# DVO coming to the Levo.



## Gutch (Dec 17, 2010)

So I’m running a Diamond Fork and just ordered a Topaz T3. Shock was awesome on my Focus. Anyone running this set-up? I really like the fork and their customer support is awesome.


----------



## kneecap (Dec 20, 2003)

Just installed a diamond fork on my levo. Way better than the ohlins it replaced, but haven't quite figured out the "off the top thing" yet.


----------



## springs (May 20, 2017)

kneecap said:


> Just installed a diamond fork on my levo. Way better than the ohlins it replaced, but haven't quite figured out the "off the top thing" yet.


Which Ohlins and why is the DVO better?


----------



## Gutch (Dec 17, 2010)

kneecap said:


> Just installed a diamond fork on my levo. Way better than the ohlins it replaced, but haven't quite figured out the "off the top thing" yet.


It controls how plush the initial amount of travel is. Their suspension is really good, when set up properly to your weight, terrain, and riding behaviors.


----------



## kneecap (Dec 20, 2003)

Robmac, my ohlins came with my s works 18 levo. It's a TTX/RXF 36 air.
It just valved too firm for my 150 pound bod, no matter how I set it up.
It took 1 hit fine, but never kept up with faster terrain trails.

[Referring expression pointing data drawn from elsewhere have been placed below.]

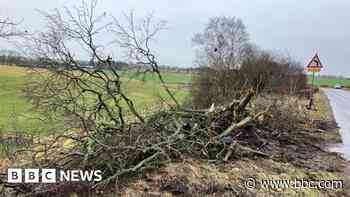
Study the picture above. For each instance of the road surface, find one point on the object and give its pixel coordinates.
(340, 102)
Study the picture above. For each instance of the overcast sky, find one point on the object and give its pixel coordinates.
(298, 28)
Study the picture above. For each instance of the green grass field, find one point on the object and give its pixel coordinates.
(16, 114)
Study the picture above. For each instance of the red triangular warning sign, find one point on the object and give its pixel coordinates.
(315, 62)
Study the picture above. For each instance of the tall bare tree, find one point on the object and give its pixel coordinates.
(8, 28)
(223, 43)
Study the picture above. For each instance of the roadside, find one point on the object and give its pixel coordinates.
(303, 159)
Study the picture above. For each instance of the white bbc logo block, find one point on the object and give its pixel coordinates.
(31, 175)
(48, 175)
(14, 175)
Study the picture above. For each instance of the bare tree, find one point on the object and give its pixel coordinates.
(8, 28)
(136, 38)
(223, 44)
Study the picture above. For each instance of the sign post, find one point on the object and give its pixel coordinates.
(314, 66)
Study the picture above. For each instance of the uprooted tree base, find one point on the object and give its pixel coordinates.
(272, 130)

Thanks Glutch, I have that off the top set in middle area setting. Maybe I'll set it for more/+ to soften it a bit more.


----------



## Gutch (Dec 17, 2010)

kneecap said:


> Robmac, my ohlins came with my s works 18 levo. It's a TTX/RXF 36 air.
> It just valved too firm for my 150 pound bod, no matter how I set it up.
> It took 1 hit fine, but never kept up with faster terrain trails.
> 
> Thanks Glutch, I have that off the top set in middle area setting. Maybe I'll set it for more/+ to soften it a bit more.


 No worries, DVO is really good IME, call them and they will give you some great baseline settings. They ride Levo's.


----------